De a poco nos fuimos soltando: alguna urgencia médica, una necesaria juntada con amigos, un paseo por algún rincón alejado en las sierras, caminos alternativos para sortear controles carentes de legalidad y el impulso humano por vivir su libertad.
Con el tiempo se sumaron excesos de las policías, que abusaron por completo de su poder, dejando de lado su humanidad.

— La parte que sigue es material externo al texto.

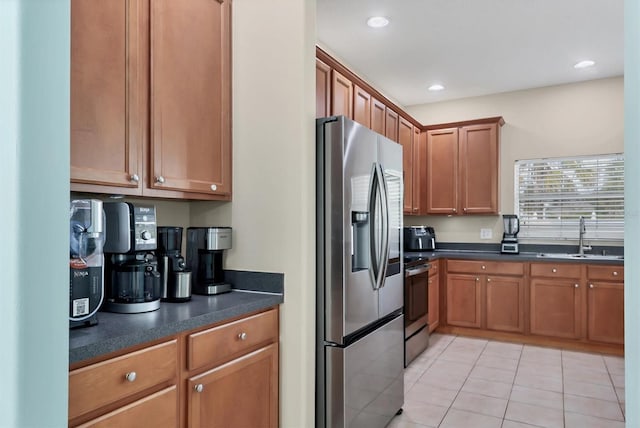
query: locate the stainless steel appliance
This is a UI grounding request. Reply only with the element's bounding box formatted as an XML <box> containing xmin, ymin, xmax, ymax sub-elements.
<box><xmin>316</xmin><ymin>116</ymin><xmax>404</xmax><ymax>428</ymax></box>
<box><xmin>69</xmin><ymin>199</ymin><xmax>104</xmax><ymax>328</ymax></box>
<box><xmin>404</xmin><ymin>226</ymin><xmax>436</xmax><ymax>251</ymax></box>
<box><xmin>500</xmin><ymin>214</ymin><xmax>520</xmax><ymax>254</ymax></box>
<box><xmin>187</xmin><ymin>227</ymin><xmax>231</xmax><ymax>295</ymax></box>
<box><xmin>404</xmin><ymin>253</ymin><xmax>431</xmax><ymax>367</ymax></box>
<box><xmin>157</xmin><ymin>226</ymin><xmax>191</xmax><ymax>302</ymax></box>
<box><xmin>104</xmin><ymin>202</ymin><xmax>162</xmax><ymax>314</ymax></box>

Vimos a gente festejar que el presidente hostigó a un surfer que quería volver a su casa a cumplir con la cuarentena, a la policía de CABA montando un operativo contra una señora mayor que salió a tomar sol, negocios que cerraban, gente que se quedaba sin trabajo, políticos jugando a que eran importantes y sesionaban por zoom, para verlos con filtros que simulaban su presencia, cepillándose los dientes, dando entrevistas a la televisión o chupando la teta de una amante. Vimos a la segunda del ministerio de salud cantando con una payasa en la conferencia y la vimos sugiriendo cibersexo. Los vimos vacunarse antes. Después vimos que habían festejado el cumpleaños de la primera dama en plena cuarentena estricta, mientras ese antro de Telam insistía con el "zoompleaños" de Fabiola.

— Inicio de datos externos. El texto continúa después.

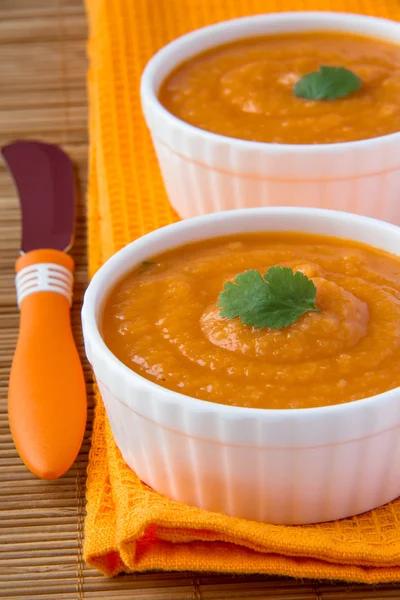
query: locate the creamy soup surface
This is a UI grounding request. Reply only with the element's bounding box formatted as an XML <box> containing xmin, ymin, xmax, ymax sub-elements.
<box><xmin>102</xmin><ymin>233</ymin><xmax>400</xmax><ymax>409</ymax></box>
<box><xmin>159</xmin><ymin>31</ymin><xmax>400</xmax><ymax>144</ymax></box>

Vimos depresión, tristeza, soledad. Algunos perdieron seres queridos y no pudieron acompañarlos durante la enfermedad y el tratamiento; otros apenas pudieron pasarle la mano por encima a un cajón que envolvía a alguien que no veían hace meses. Todos vivimos cosas que nos afectaron y nos cambiaron. Entendimos que los políticos tienen una doble vara asombrosa, lo que hizo que el concepto de Casta madure en la gente y se macere en la bronca acumulada. 
Por suerte vimos gente que se quejó y defendió sus derechos. Vimos a otros que se rebelaron contra la opresión de un Estado que estaba cómodo con la gente quieta. Vimos el hartazgo y el cansancio de una sociedad maltratada por sus dirigentes.
Hace un tiempo metí la mano en un polar y saqué un barbijo viejo. Mi hija más chica me preguntó qué era eso. Qué afortunada que es: yo no me puedo olvidar de la cuarentena humillante que nos hicieron vivir.